Al instante siguiente, Kim se sobresaltó tanto que dejó escapar un gemido. Horrorizado, vio que le arrancaban de la mano el informe. Giró en redondo y se encontró frente a Elmer Conrad. No lo había oído entrar en la sala mientras estaba hablando.
—¿Qué diablos hace con estos papeles? —preguntó Elmer, de mala manera. La ancha cara se le había puesto colorada.
Kim sintió que se le aceleraba el corazón. No sólo lo habían pescado mirando documentos confidenciales, sino que además tenía el micrófono en el oído derecho. Para que el cable no entrara en el campo visual de Elmer, mantuvo la cabeza inclinada hacia la derecha, y miraba a Elmer de costado.
—Más vale que me conteste.
—Estaban en el piso —respondió Kim, intentando por todos los medios pensar en algo. Estaba por guardarlos.
Elmer miró el cajón abierto del archivo y luego de nuevo a Kim.
—¿Con quién hablaba?
—¿Yo hablaba? —preguntó a su vez, poniendo cara de inocente.
—A mí no me mienta.
Kim se llevó la mano a la cabeza e hizo unos gestos inútiles, pero no salieron palabras de su boca. Buscaba una respuesta inteligente para darle, pero no la encontró.
—Dile que estabas hablando solo —le susurró Tracy.
—Hablaba solo, no más.
Elmer lo miró inclinando la cabeza, casi de la misma manera en que Kim lo miraba a él.
—Sonaba como si tuviera una conversación, qué tanto.
—La tenía, sí, pero conmigo mismo. Siempre hago eso cuando estoy solo.
—Qué tipo raro. ¿Qué le pasa en el cuello?
Kim se frotó el costado izquierdo.
—Lo tengo un poco entumecido. Demasiado tiempo pasando el lampazo, tal vez.

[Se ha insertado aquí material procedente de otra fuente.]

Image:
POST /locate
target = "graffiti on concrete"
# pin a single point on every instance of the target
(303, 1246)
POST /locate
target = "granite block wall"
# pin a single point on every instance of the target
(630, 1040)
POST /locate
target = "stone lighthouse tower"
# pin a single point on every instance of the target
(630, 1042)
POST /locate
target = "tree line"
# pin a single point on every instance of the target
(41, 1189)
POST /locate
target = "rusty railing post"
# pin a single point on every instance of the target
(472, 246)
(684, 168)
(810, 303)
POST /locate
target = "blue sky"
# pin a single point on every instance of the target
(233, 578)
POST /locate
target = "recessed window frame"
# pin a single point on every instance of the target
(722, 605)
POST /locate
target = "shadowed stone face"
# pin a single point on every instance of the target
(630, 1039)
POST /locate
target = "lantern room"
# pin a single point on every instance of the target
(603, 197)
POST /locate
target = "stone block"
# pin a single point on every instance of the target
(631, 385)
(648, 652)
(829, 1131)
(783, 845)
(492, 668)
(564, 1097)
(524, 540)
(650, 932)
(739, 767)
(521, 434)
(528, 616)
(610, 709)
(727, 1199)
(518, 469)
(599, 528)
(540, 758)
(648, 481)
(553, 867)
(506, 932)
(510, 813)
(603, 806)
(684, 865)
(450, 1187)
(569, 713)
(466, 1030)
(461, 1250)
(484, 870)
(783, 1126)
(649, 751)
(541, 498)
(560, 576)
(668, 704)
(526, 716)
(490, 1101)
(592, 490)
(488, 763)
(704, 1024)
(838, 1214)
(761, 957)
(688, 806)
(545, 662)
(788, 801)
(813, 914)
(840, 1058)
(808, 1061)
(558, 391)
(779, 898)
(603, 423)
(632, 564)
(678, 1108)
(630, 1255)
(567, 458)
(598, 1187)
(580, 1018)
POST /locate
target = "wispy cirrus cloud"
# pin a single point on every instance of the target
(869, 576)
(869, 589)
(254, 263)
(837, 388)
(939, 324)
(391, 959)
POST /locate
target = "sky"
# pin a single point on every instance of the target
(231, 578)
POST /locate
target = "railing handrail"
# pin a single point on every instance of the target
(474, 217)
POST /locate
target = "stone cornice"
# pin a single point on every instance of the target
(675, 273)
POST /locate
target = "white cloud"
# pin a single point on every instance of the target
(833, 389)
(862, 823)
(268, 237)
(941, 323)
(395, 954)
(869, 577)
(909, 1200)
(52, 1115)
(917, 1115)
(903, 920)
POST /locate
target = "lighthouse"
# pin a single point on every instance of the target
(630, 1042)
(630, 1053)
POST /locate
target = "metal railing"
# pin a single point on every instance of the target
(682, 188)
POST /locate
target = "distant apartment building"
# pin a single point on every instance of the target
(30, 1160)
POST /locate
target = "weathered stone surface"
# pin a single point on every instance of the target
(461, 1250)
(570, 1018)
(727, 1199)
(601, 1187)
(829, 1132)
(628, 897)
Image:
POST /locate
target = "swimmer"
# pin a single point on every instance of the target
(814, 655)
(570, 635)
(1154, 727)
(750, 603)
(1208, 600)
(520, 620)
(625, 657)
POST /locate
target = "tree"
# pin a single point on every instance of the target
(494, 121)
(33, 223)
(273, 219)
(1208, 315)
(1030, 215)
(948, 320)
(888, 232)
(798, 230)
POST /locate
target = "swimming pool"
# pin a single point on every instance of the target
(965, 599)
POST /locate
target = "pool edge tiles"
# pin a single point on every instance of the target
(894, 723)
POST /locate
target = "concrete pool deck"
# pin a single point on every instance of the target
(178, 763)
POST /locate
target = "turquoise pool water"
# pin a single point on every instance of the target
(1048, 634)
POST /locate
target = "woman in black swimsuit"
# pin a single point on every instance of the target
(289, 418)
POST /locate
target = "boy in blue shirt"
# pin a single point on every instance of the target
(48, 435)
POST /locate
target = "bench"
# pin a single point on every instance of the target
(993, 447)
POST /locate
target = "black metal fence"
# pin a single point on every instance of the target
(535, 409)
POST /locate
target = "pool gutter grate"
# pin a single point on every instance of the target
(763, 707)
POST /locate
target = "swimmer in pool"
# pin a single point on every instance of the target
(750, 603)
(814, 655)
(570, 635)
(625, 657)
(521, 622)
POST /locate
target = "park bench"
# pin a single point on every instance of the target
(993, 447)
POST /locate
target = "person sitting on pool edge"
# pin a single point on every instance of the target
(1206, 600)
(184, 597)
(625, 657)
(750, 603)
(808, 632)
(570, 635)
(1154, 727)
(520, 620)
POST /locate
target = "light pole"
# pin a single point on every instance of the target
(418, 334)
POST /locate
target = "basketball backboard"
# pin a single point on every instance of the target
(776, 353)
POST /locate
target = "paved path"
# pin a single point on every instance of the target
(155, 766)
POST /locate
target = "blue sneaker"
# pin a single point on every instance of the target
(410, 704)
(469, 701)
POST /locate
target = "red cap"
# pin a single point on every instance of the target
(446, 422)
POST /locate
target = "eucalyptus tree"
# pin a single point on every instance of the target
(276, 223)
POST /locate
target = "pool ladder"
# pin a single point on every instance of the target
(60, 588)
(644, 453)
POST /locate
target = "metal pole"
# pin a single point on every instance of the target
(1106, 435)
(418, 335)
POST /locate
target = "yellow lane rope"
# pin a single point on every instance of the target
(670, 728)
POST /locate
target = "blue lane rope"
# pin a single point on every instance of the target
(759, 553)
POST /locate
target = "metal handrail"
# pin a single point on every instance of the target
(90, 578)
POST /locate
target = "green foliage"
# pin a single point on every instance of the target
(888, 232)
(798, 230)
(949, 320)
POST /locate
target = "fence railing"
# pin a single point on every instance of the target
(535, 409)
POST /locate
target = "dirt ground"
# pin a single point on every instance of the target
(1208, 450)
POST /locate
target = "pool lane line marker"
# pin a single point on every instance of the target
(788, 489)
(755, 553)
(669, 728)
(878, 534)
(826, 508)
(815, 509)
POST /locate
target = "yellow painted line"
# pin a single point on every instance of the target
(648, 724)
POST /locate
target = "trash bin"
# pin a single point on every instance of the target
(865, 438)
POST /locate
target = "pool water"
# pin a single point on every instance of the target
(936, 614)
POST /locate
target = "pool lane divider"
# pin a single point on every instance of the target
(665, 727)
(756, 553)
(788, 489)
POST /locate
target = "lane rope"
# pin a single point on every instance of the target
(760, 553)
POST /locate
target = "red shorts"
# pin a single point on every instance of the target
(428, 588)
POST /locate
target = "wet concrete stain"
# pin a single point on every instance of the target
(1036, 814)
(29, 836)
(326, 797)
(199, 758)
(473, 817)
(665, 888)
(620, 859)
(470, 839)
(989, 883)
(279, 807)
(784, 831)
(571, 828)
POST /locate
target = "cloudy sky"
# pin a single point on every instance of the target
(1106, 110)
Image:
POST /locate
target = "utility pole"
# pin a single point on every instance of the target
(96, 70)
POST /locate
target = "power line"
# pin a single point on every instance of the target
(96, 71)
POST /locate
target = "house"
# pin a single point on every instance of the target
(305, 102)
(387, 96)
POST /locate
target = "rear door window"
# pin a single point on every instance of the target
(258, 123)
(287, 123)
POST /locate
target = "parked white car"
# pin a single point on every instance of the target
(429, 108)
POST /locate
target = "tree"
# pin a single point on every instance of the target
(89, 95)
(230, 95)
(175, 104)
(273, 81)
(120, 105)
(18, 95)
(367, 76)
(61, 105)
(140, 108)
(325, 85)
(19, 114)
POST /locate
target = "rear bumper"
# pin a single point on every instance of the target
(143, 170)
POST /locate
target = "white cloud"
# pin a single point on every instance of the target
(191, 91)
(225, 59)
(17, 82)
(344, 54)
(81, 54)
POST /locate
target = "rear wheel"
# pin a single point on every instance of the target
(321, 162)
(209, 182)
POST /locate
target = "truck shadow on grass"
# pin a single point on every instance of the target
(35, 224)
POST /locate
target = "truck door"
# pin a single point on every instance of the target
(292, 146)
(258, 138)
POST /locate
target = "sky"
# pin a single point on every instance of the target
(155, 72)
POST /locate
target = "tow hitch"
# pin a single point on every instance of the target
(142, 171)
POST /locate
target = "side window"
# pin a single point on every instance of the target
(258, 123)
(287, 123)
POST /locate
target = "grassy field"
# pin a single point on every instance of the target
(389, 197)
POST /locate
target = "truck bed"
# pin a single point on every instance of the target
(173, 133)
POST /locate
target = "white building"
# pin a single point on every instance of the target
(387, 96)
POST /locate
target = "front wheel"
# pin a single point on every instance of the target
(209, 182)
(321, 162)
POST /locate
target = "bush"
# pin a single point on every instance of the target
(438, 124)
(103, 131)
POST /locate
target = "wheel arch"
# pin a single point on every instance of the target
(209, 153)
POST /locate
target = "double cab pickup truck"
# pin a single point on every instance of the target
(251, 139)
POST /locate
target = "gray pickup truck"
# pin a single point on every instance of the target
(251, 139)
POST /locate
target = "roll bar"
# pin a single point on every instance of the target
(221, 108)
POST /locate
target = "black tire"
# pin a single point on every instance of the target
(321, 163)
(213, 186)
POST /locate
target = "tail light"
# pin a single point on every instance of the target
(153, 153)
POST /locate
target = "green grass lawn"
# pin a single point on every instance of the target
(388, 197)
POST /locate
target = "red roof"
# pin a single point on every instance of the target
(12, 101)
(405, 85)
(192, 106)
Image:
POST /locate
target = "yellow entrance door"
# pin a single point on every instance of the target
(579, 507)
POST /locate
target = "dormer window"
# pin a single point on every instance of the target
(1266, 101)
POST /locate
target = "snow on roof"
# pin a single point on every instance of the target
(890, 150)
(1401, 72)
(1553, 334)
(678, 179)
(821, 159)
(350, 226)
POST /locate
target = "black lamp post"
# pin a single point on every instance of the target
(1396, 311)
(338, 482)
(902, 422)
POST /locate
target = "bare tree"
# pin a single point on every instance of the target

—Bueno, todavía le queda más por hacer. No se olvide de esos dos baños de aquí al lado. ¿Se acuerda que le dije que los limpiara?
—Lo que pasa es que me olvidé, disculpe. Ya mismo los limpio.
—No quiero que me haga una chapucería, así que hágalos despacio, aunque tenga que quedarse después de las once. ¿Entendido?
—Van a quedar inmaculados —prometió Kim.
Elmer arrojó el Informe sobre Deficiencias en el Proceso sobre la mesa y juntó con movimientos torpes todos los papeles. Mientras estaba ocupado con eso, Kim aprovechó para sacarse el audífono del oído y esconderlo debajo de su camisa. Le agradó la sensación de poder enderezar el cuello.
—Dejemos estos papeles para que los ordenen las secretarias —dijo Elmer. Se estiró y cerró el cajón del fichero—. Ahora váyase de aquí. Para empezar, no tenía siquiera que haber estado en este lugar.
Kim salió adelante. Elmer, al llegar a la puerta, vaciló y echó un último vistazo. Sólo entonces apagó la luz y cerró la puerta. Luego sacó un enorme llavero y la trancó.
Cuando se dio vuelta, Kim se hallaba enjuagando el lampazo.
—Voy a tenerlo bien controlado —le advirtió—. Y cuando haya terminado, pienso venir a inspeccionar esos dos baños, así que no sea desprolijo.
—Me esforzaré.
Elmer le dirigió una última mirada reprobatoria antes de regresar al comedor.
Apenas Elmer desapareció de la vista, Kim volvió a colocarse el audífono.
—¿Escuchaste toda la conversación? —preguntó.
—Desde luego —le respondió Tracy—. ¿No te parece suficiente, ya, de toda esa tontería? ¡Sal de ahí!
—No; quiero conseguir esos papeles. El problema es que el idiota los encerró con llave.
—¿Para qué los quieres? —reaccionó ella, exasperada.
—Es algo más para mostrarle a Kelly Anderson.
—Ya tenemos los resultados del laboratorio. Eso tendría que bastarle a Kelly para pedir que se retire la partida de carne. Eso es lo que pretendes, ¿no?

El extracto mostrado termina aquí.